Je tiens tête. Je fais fi de leurs avertissements, je suis résolu. Peut-être parce que je suis agacé par les gens qui arrivent ici, habitent dans la "Petite Europe" ou la "Petite Amérique" (c'est à dire dans des hôtels luxueux) et repartent, se vantant par la suite d'avoir été en Afrique alors qu'en réalité ils n'ont rien vu de ce continent.
(...)
Une occasion se présente... Je défais mes paquets...
(...)
Les cambriolages? Au début, quand je retrouve à mon retour un appartement pillé, je suis pris de fureur. Etre volé, c'est avant tout une humiliation, une tromperie. Je me rends toutefois compte qu'ici considérer un vol comme une humiliation et une tromperie est un luxe de l'esprit. Vivant au milieu de la pauvreté de mon quartier, je comprends que le vol, même le plus infime, équivaut parfois à une condamnation à mort. (...) Dans ma ruelle, beaucoup de gens ne possèdent qu'un seul objet. (...)  Ma ruelle, les rues avoisinantes et le quartier tout entier grouillent de gens désoeuvrés... Celui qui a de l'argent se paie un petit déjeuner : un verre de thé et un morceau de pain sec. Mais nombreux sont ceux qui ne mangent rien.
(...)
J'ai eu un jour la visite d'un homme d'âge moyen (...) Il s'appelait Souleïman et était originaire du nord du Nigéria. (...) Il était réservé, ne voulait pas s'asseoir en ma présence. Il m'a demandé si je n'avais pas besoin d'un gardien de nuit puisque justement il venait de perdre son job. Je lui ai dit que non, mais comme il m'a fait une bonne impression, je lui ai donné cinq livres. Quelques jours plus tard, il est revenu. Cette fois, il s'est assis. Je lui ai préparé du thé. (...) Je lui ai confié que j'étais constamment cambriolé. Souleïman a reconnu que c'était un phénomène tout à fait normal. le vol permet, de manière regrettable certes, de niveler les inégalités. C'est bien qu'ils me volent, a-t-il affirmé, c'est même un geste amical de leur part. Par ce biais, ils me font savoir que je leur suis utile et qu'ils m'acceptent. Au fond, je peux me sentir en sécurité. Est-ce qu'il m'est déjà arrivé de me sentir en danger ici? J'ai avoué que non. Justement! Je serai en sécurité tant que je me laisserai cambrioler sans chercher à faire punir le coupable. Mais si je préviens la police et qu'on le poursuit, j'ai intérêt à quitter les lieux.

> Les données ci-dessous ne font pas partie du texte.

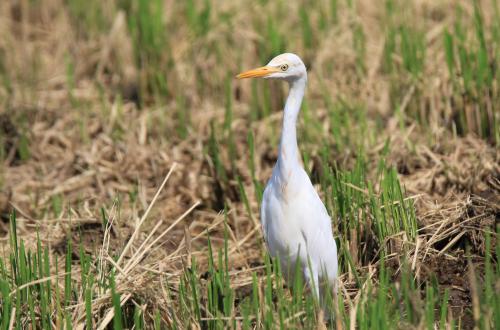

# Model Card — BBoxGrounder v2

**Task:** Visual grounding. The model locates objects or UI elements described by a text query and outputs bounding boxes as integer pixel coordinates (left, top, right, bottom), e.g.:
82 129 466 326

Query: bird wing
301 171 338 280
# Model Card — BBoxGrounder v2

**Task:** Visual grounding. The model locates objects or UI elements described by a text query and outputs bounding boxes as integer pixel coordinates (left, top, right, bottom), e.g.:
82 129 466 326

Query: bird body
237 53 337 300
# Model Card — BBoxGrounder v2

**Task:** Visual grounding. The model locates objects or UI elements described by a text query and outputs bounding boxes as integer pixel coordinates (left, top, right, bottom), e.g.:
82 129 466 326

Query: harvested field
0 0 500 329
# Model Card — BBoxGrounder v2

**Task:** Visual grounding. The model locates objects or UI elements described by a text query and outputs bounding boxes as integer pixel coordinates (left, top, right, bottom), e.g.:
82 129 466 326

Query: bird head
236 53 307 82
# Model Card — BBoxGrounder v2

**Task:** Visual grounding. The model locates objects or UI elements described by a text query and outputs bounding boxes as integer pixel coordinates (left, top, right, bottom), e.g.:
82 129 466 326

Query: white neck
278 77 307 175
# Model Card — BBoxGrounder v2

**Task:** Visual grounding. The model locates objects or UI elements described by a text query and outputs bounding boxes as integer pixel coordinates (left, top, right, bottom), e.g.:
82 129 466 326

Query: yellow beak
236 66 280 79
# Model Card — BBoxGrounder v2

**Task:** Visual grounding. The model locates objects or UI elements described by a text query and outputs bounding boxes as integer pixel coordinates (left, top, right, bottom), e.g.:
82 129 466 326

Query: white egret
237 53 337 310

Il est revenu au bout d'une semaine. Je lui ai offert du thé. Il m'a dit d'un ton mystérieux qu'il m'emmènerait au "Jankara Market" et que nous achèterions ce qu'il me faut. "Jankara Market" est un marché où les sorcières, les herboristes, les cartomanciens et les exorcistes vendent toutes sortes d'amulettes, de talismans, de baguettes et de médicaments miraculeux. Souleïman allait d'étal en étal, regardait, demandait. Finalement il m'a fait acheter à une femme un bouquet de plumes de coq blanches. C'était cher, mais je me suis laissé faire. Nous sommes revenus dans ma ruelle. Souleïman a posé les plumes à plat, les a attachées avec un fil et les a accrochées sur le haut du chambranle de ma porte.
A partir de ce jour-là, je n'ai plus jamais été cambriolé.